After effects of chronic hypoxia on VO2 kinetics and on O2 deficit and debt

Single breath O2 consumption (PB = 730, FI02 = 0.21) was measured at rest, during 10 min cycloergometric exercise at 125 W, and in the following recovery phase in seven subjects before, and 12 days after 6 weeks at 5,200 m or above. Peak blood lactate after exercise (Lab) was measured. O2 deficits and debts and half times (t1/2) of the VO2 on- and off-kinetics were calculated. Before acclimatization, the VO2 on- and off-responses were close to a single exponential with t1/2 = 30 s.

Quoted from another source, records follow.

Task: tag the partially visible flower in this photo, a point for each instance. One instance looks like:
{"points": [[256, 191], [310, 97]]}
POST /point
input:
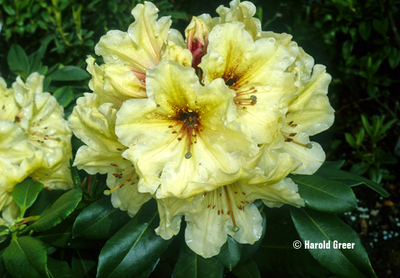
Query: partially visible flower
{"points": [[34, 138], [94, 124], [228, 210]]}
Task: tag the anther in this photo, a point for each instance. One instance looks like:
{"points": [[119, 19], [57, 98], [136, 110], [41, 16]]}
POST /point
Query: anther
{"points": [[188, 155]]}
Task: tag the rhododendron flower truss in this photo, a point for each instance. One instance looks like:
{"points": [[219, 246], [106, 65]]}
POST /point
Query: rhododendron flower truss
{"points": [[228, 210], [182, 139], [94, 124]]}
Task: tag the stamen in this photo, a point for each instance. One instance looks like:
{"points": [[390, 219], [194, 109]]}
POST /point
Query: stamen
{"points": [[45, 137], [235, 227], [108, 192], [287, 139]]}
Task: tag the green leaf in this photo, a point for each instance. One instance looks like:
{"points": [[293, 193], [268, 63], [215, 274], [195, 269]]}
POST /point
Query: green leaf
{"points": [[375, 174], [69, 73], [61, 236], [365, 30], [394, 57], [64, 95], [351, 179], [230, 253], [26, 257], [59, 269], [381, 26], [25, 193], [83, 266], [276, 256], [45, 199], [359, 168], [18, 61], [366, 124], [337, 197], [100, 220], [133, 248], [346, 49], [333, 164], [248, 269], [58, 211], [190, 264], [248, 250], [317, 227], [350, 139]]}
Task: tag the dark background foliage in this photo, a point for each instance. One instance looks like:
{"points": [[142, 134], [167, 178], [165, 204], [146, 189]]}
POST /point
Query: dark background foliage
{"points": [[358, 41]]}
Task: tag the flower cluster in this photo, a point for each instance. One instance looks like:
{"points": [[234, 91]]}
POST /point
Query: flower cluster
{"points": [[35, 140], [205, 125]]}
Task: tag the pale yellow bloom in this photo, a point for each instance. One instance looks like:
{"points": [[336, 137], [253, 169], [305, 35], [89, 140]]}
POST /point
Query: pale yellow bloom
{"points": [[94, 124], [35, 139], [228, 210], [182, 139]]}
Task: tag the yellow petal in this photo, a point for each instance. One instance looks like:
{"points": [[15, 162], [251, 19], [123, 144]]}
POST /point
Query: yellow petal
{"points": [[141, 46]]}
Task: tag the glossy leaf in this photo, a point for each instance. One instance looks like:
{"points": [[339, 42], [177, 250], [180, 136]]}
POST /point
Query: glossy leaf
{"points": [[59, 269], [64, 95], [61, 236], [18, 61], [69, 73], [190, 264], [248, 250], [25, 193], [135, 247], [276, 256], [26, 257], [248, 269], [100, 220], [58, 211], [230, 253], [351, 179], [83, 266], [317, 227], [337, 197]]}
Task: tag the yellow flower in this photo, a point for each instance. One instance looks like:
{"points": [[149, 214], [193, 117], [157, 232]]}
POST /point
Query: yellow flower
{"points": [[182, 139], [228, 210], [94, 124], [34, 138]]}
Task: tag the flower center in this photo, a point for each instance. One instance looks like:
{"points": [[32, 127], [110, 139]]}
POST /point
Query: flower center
{"points": [[190, 122], [244, 97]]}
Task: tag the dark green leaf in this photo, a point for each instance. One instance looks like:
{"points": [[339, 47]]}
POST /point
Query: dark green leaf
{"points": [[338, 197], [276, 256], [26, 192], [375, 174], [59, 269], [26, 257], [58, 211], [69, 73], [394, 57], [64, 95], [135, 247], [317, 227], [45, 199], [350, 178], [333, 164], [248, 269], [190, 264], [248, 250], [100, 220], [365, 30], [83, 266], [359, 168], [230, 253], [18, 61], [61, 236]]}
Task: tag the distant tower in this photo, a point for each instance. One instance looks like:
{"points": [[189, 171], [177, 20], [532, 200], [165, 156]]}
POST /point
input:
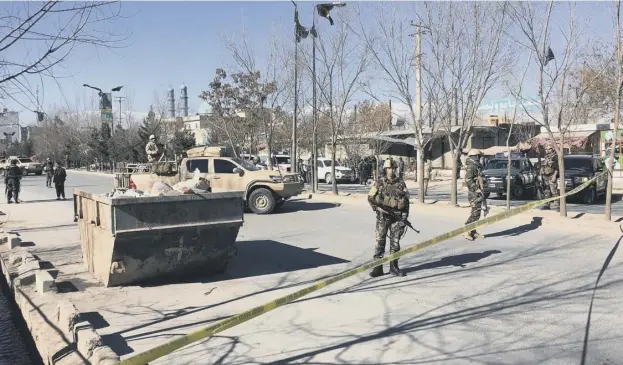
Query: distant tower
{"points": [[171, 101], [184, 99]]}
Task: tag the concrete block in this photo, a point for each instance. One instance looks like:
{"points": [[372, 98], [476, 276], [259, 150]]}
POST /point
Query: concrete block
{"points": [[26, 273], [44, 282], [66, 316], [9, 241]]}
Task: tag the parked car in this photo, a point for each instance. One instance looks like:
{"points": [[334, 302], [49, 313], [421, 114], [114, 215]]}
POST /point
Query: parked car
{"points": [[581, 168], [522, 180], [341, 173], [27, 165]]}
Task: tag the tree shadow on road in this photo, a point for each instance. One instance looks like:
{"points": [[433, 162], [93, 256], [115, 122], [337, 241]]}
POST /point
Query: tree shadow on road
{"points": [[516, 231], [456, 260]]}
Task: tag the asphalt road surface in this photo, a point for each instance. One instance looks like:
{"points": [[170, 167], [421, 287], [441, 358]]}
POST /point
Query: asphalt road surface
{"points": [[442, 193], [521, 295]]}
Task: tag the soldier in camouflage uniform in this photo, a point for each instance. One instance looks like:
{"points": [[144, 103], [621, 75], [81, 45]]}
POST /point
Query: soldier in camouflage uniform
{"points": [[549, 172], [474, 182], [389, 198]]}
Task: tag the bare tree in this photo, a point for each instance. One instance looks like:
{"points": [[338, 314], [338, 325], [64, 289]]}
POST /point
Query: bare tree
{"points": [[617, 107], [393, 53], [559, 108], [343, 61], [464, 64], [30, 45], [271, 92]]}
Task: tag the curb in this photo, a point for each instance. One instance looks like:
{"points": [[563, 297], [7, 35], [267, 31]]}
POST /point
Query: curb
{"points": [[97, 173], [62, 337]]}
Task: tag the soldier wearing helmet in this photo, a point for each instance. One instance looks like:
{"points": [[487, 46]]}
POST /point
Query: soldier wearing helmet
{"points": [[550, 171], [389, 198], [474, 180], [152, 149], [12, 182]]}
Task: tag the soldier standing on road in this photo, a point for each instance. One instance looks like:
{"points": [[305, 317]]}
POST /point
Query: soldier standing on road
{"points": [[12, 182], [474, 179], [49, 172], [59, 181], [549, 172], [152, 149], [389, 198]]}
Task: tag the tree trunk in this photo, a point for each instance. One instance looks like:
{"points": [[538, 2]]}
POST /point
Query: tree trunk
{"points": [[333, 180], [617, 117], [454, 182], [420, 172], [561, 183]]}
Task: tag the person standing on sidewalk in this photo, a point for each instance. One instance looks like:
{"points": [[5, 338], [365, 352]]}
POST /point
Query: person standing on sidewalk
{"points": [[60, 175], [389, 199], [12, 181], [49, 172]]}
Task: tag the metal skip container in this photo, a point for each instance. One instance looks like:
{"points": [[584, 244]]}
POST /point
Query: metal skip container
{"points": [[129, 240]]}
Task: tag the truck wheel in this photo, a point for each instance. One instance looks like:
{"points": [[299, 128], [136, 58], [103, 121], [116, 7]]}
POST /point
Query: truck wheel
{"points": [[262, 201], [590, 197]]}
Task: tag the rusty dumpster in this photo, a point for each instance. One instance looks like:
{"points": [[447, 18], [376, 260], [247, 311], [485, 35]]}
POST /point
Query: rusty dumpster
{"points": [[130, 240]]}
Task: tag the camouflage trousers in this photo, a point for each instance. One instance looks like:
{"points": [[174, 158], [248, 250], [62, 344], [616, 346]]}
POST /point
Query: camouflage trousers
{"points": [[475, 203], [549, 191], [395, 228]]}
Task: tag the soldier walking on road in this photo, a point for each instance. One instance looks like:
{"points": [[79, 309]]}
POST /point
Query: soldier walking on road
{"points": [[59, 181], [49, 172], [474, 179], [549, 172], [12, 182], [389, 198]]}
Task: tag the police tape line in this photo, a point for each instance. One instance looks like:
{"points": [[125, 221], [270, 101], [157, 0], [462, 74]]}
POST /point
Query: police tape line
{"points": [[167, 348]]}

After return to sea level, the VO2 on-response curves were less steep in the initial phase, becoming closer to sigmoid. The t1/2, independent of the shape of the underlying function, was approximately 10 s longer. The VO2 off-responses during the initial 4 min of recovery were the same before and after acclimatization. Average O2 deficit was approximately 320 ml larger after acclimatization: the fast component of O2 debt was similar. Since steady state VO2 and Lab were the same, the O2 deficit difference can be attributed to a greater utilization of O2 stores. Of these, about 1/3 is explained in terms of increased mixed venous blood O2 stores, due to increased [Hb] (16.6 vs 14.9 g X dl-1), while the remainder is ascribed essentially to increased Mb-bound O2. O2 stores utilization and replenishment is presumed to occur when muscle metabolism is low; as a consequence, while it is clearly detectable from the shape of the initial phase of the VO2 on-response, during recovery it is spread throughout, thus becoming more difficult to appreciate.     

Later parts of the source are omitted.